Brian Hechinger wonko at arkham.ws
Sat Apr 13 13:55:13 CDT 2002


On Sat, Apr 13, 2002 at 01:50:44PM -0500, Jonathan C. Patschke wrote:
> 
> Agreed.  I have some design notes somewhere.  I was basically going to
> make it MIME-aware (for the sake of attachments), but have a plug-in
> system for viewing all MIME-types.  The only one that would get installed
> by default would be text/plain.  Being able to view attached pictures[1]
> and such is nice, but it shouldn't be core functionality.

mutt can call lynx (or any browser for that matter) when it's needed for HTML.
what i'd like is for mutt to do the same with image files.  just have it call
the viewer of your choice, get xv installed, and be thrilled with that instead
of having to save them to file and using an external app to view them.  i just
want to cut out the saving to file portion i guess. ;)

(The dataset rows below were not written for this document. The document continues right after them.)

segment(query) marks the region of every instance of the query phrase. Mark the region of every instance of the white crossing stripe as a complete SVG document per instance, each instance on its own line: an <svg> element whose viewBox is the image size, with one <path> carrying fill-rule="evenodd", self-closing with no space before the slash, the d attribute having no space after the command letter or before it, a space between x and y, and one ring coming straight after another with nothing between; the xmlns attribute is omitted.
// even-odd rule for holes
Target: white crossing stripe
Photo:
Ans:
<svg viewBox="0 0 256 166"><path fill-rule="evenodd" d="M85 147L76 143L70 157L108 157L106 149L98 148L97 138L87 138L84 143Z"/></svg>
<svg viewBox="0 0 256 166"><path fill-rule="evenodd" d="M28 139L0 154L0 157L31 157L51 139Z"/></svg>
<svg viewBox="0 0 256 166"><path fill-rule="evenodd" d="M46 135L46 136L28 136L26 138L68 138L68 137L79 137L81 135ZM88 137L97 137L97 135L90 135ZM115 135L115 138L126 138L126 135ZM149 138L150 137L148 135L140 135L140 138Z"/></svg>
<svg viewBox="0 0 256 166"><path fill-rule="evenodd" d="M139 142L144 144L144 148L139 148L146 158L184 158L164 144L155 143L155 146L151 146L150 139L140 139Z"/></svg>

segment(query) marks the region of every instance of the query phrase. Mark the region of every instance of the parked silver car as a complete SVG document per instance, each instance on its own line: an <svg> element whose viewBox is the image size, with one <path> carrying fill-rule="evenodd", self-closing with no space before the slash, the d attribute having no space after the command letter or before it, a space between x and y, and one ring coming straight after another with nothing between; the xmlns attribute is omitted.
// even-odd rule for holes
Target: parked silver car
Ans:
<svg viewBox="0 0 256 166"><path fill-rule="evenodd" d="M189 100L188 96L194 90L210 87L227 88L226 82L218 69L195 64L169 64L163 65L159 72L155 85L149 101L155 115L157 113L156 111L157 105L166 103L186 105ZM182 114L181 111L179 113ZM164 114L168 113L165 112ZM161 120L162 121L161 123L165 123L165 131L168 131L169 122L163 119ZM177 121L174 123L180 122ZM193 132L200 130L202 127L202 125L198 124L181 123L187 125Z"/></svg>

> This way, folks who -want- to be able to view that crap could, and folks
> who didn't, wouldn't be forced to have a huge binary in memory with half
> of its "features" turned off.  Folks with the plug-ins turned off would
> just be prompted for an external viewer or a save-as dialog.

exactly.

> This is just one of the billions of examples that prove dlopen() is your
> friend. :)

heh.

> [1] There will always be folks who thing that e-mail is a generic file
>     transport.  Yes, these people are idiots.  But some folks -like-
>     swapping pictures/pdfs/whatever over email.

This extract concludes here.